Would this be of any benefit? Are springs more efficient than rubber when it comes to releasing stored energy?


----------



## pelleteer (Dec 19, 2009)

The only trouble I can think of would be caused by the elastic nature of the bands. Either the springs would have to be weak enough for the bands to compress them, meaning that they'd be too weak to add much velocity, or the mechanism would have to be set up so that the bands were shorter than your full draw length, meaning the bands would reach their full extension before reaching your full draw, and then as you drew them to full draw they'd compress the springs. This might give better velocity, but it seems like it'd be very hard on both the pouch and the bands themselves, so you'd probably wear those items out pretty frequently.


----------



## ARB (Dec 31, 2009)

You're right, pelleteer. The spring strength would need to be chosen carefully and matched to the band strength and length. And even then it might not work and the problems you describe could occur,

Unless there was a way to pre set the springs and then trigger them at the same time as the pouch is released.


----------



## pelleteer (Dec 19, 2009)

ARB said:


> Unless there was a way to pre set the springs and then trigger them at the same time as the pouch is released.


Ah! Some sort of preload mechanism might indeed work. Like you said, though, it would have to release at the same time as the pouch/bands. An intriguing possibility that I'm not enough of an engineer to figure out (














), but maybe Joerg or one of our other resident designers could work on.


----------



## ARB (Dec 31, 2009)

pelleteer said:


> Unless there was a way to pre set the springs and then trigger them at the same time as the pouch is released.


Ah! Some sort of preload mechanism might indeed work. Like you said, though, it would have to release at the same time as the pouch/bands. An intriguing possibility that I'm not enough of an engineer to figure out (














), but maybe Joerg or one of our other resident designers could work on.








[/quote]
I'm also not enough of an engineer







And its possible that this idea has been discussed and dismissed in the previous threads about ballistas etc.
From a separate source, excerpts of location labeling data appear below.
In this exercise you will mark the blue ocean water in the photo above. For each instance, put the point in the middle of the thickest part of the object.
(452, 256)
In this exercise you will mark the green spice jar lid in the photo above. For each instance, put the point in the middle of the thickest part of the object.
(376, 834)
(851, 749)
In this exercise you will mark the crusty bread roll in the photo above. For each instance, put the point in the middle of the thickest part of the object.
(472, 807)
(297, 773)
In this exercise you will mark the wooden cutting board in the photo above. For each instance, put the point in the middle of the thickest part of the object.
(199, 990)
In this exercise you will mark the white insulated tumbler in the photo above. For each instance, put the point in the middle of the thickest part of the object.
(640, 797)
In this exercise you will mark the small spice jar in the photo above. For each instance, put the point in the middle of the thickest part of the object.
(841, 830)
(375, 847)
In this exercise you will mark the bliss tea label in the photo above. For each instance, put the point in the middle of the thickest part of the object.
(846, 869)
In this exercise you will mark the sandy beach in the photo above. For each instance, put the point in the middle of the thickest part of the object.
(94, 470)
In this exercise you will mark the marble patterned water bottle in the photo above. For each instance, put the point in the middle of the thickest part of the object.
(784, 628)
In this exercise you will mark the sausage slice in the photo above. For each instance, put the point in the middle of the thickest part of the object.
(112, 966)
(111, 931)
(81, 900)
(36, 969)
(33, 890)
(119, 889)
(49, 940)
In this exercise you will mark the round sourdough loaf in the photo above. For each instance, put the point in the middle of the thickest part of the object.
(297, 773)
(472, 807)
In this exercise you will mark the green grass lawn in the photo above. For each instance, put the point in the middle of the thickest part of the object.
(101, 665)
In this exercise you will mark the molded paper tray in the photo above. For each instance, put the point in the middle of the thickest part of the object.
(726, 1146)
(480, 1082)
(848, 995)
How about this one - pre set the springs, springs are now secure. Draw the slingshot and at a certain point in the draw the springs become "armed". Now at any point after this if the pouch is released, the springs release at about the same time. Would require some sort of trigger mechanism maybe with some smaller springs and cams etc. and could be connected to the pouch by means of a string. Or else the arming and releasing mechanism could use band tension. I have no idea of the practicalities of any of this


----------



## JoergS (Dec 17, 2009)

The first problem with this idea is the trigger. You have two choices:

1) No trigger, just pull back both rubber and string (pretty much Warhammer's suggestion to use mouse traps as fork arms).

2) Devise a trigger that has to be released at just the right time (= when you release the pouch).

The first way does not give you any additional strength other than your own body power. The tension curve of the whole setup maybe different, but my tests with such slingshots did not give me any significant bullet spead increase over conventional bands.

The second way could potentially add some power, depending on the force of the springs. But releasing the trigger at the right time ain't easy, impossible to do manually. So you have to design a mechanism, which unlocks as soon as the tension in the bands slacken. I lack a good idea for such a mechanism. Remember it would have to hold down enormous pressure, yet the release must be as light as a hair. That is some kind of challenge, as you can see when you look at powerful crossbows and the trigger design that those guys come up with.

Anyway, it is questionable how much power such a slingshot would gain over a conventional one. Remember that the springs do not directly apply force to the ball, but to the rubber that holds the ball on the other side of a highly elastic band. What it would do is it would pull out a little more than the shooter has already done. So if the springs travel 3 cm and the shooter has a draw length of, say, 90 cm, the setup has a draw length of 93 cm, that is about it. The nightmare of a crossbow designer is "slippage", which means that the string lengthens a tiny bit when the crossbow is cocked. This slippage leads to an enormous loss of power. A slingshot "string" (the bands) have all the slippage you can possibly imagine.

Also consider the shock. At the end of the spring extension there must be a "stop" of some kind. The accelerated slingshot frame (or the fork) would hit that stop with some speed, which will result in a shock. That shock may not be favorable for your aim.

I have played very much with all kinds of mechanisms, most of the tests have been failures. That does not mean no such concept could ever work, it is just that I have given up for now.

The key to a powerful slingshot is

1) a braced starship design where legal

2) a low fork for non braced slingshots

3) in any case the most efficient rubber you can find and shoot

Just my 2 cents.

Regards

Jörg


----------



## ARB (Dec 31, 2009)

Thanks Jörg, that is a very good explanation of the difficulties with this idea. It sounds as though rubber and springs aren't really compatible. Still, it's interesting to think about these things.


----------



## ZDP-189 (Mar 14, 2010)

You can use the lever action to gain acceleration.

You don't need a trigger.


----------



## JoergS (Dec 17, 2009)

ZDP-189 said:


> You can use the lever action to gain acceleration.
> 
> You don't need a trigger.


Well, if you want to increase the power, then you need to store the energy. Otherwise you have to reduce the draw weight of the rubber in order to make "room" for the draw weight of the spring. If you need to store the energy, then you need a trigger mechanism to release the energy at the right moment.


----------



## ZDP-189 (Mar 14, 2010)

If I get round to building it, I may show you what I mean. For now, I apologise for my vagueness and beg your indulgence.


----------